World Flavors and Fragrances Market
Flavors and Fragrances Market
Finished Date: TBD Report ID: 6002 Category: Industry Research Report
The global flavors and fragrances market has been showing a promising trend with the total global market reaching $21.4 billion in 2013, growing at a compounded annual growth rate of around 4.5% since 2006. Flavors and fragrances products are consumed on a constant basis, and are less sensitive to changes in economic growth. GMD predicts the market to grow at an average annual rate of 3-4% in the next years up to 2020 as a result of favorable demographic and industry specific drivers. Specifically, increased consumption in emerging markets, recovery in developed economies, and innovation are likely to fuel growth going forward.
Of the total global market, flavors account for approximately 54% and fragrances for the remaining 46%. The beverages sector was the largest global end-use market for flavors in 2013 with a share of 35.3%, followed by the dairy industry at 13.6%. The soap and detergents industry is the largest user of fragrances in the global market at 31.2% share, followed by the cosmetics and toiletries sector at 28% and fine fragrances at 17.5%.
Among the main global regions, Asia-Pacific is the major flavors and fragrances market, followed by North America and Western Europe. It is expected that the most robust growth for flavors and fragrances consumption will be realized in the developing economies of the ACPC region, Latin America, and the rest of world (Africa and Mid-East region), particularly in parts of Africa and Asia where consumers do not yet have ready access to processed foods and consumer goods. Increasing urbanization and getting Western lifestyles are also boosting market gains in developing regions.

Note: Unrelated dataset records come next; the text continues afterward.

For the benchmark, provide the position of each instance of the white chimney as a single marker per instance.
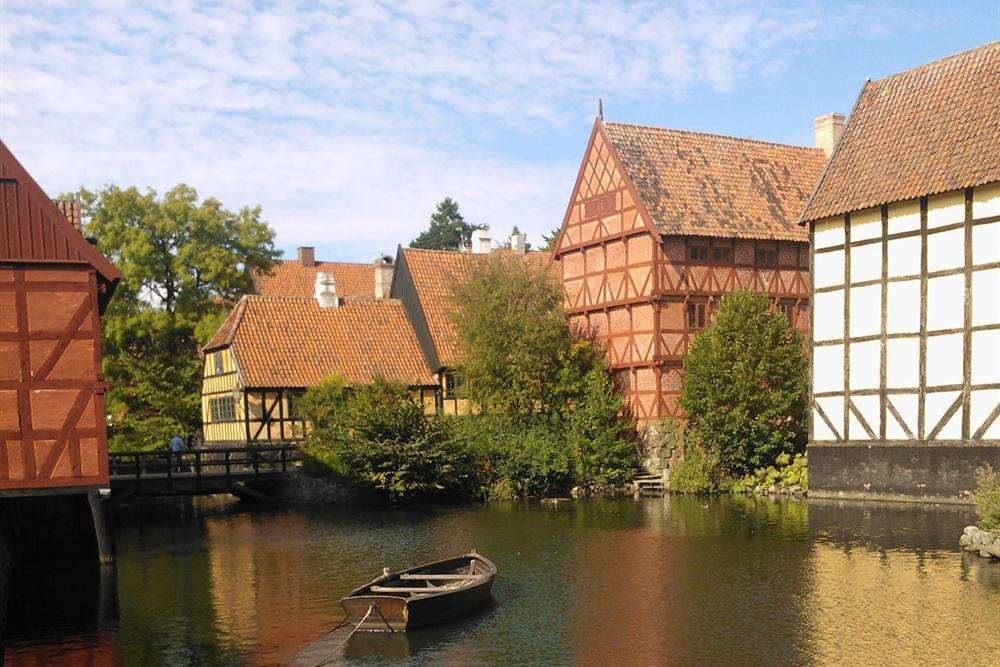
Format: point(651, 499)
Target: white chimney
point(518, 243)
point(384, 268)
point(828, 129)
point(307, 256)
point(481, 242)
point(326, 290)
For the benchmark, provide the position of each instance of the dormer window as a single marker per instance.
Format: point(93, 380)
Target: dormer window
point(598, 207)
point(767, 257)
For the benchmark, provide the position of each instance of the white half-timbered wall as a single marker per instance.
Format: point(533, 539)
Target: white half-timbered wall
point(906, 322)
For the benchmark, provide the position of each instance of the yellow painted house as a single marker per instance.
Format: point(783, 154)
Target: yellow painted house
point(310, 320)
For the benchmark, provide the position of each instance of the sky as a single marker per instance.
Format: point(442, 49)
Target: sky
point(348, 121)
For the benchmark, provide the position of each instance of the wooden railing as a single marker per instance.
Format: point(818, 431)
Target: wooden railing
point(195, 465)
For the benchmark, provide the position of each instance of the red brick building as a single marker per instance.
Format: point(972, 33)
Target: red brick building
point(660, 224)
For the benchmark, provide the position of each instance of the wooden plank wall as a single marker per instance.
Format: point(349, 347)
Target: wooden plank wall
point(52, 416)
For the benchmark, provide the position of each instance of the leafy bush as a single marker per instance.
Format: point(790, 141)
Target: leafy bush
point(698, 472)
point(786, 473)
point(744, 385)
point(379, 436)
point(511, 335)
point(515, 458)
point(601, 431)
point(988, 498)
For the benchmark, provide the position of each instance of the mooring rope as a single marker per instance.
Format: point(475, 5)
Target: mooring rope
point(373, 607)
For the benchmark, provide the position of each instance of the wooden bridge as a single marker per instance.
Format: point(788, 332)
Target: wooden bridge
point(246, 472)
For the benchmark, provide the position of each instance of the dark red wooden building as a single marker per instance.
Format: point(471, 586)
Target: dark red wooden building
point(53, 288)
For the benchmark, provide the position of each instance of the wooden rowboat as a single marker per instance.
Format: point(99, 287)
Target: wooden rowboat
point(421, 595)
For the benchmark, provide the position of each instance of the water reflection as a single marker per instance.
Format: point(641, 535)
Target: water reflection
point(672, 580)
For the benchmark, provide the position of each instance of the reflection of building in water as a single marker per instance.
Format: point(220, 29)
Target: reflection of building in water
point(683, 585)
point(901, 608)
point(257, 597)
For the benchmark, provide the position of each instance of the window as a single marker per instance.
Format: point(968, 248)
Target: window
point(451, 384)
point(222, 409)
point(293, 405)
point(767, 257)
point(789, 310)
point(696, 316)
point(598, 207)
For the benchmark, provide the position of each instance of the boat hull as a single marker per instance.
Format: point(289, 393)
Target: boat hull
point(373, 612)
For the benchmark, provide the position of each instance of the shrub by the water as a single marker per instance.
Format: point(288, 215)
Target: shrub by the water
point(378, 436)
point(515, 457)
point(697, 472)
point(744, 385)
point(787, 473)
point(988, 498)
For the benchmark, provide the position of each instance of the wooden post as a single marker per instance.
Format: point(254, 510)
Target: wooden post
point(105, 542)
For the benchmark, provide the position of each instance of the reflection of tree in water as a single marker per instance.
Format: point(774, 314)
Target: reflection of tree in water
point(698, 581)
point(892, 587)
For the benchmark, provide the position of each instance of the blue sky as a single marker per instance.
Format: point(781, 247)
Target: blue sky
point(348, 121)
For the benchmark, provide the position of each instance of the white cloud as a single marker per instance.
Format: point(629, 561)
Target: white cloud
point(347, 121)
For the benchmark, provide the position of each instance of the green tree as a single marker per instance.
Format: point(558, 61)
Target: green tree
point(184, 262)
point(511, 334)
point(602, 431)
point(379, 436)
point(448, 229)
point(744, 386)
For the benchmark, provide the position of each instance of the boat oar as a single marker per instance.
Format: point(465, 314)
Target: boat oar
point(373, 607)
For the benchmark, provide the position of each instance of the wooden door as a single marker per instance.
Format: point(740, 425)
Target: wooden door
point(52, 417)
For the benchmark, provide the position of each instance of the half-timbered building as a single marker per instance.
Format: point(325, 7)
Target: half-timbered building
point(53, 287)
point(425, 282)
point(905, 227)
point(271, 349)
point(297, 277)
point(660, 224)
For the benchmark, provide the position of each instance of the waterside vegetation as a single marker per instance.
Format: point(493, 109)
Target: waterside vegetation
point(545, 413)
point(744, 393)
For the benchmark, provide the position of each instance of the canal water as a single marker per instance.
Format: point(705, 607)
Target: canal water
point(673, 580)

Givaudan, IFF, Firmenich and Symrise continue to lead the global flavors and fragrances market with a combined sales of compound flavors and fragrances accounting for ~50% of the global market in 2013. Large companies are continuing to look for capacity expansion and a differentiated product portfolio. As a result, mergers & acquisitions as well as strategic partnerships involving small to mid-sized flavors and fragrances firms are likely to be very active over the coming years.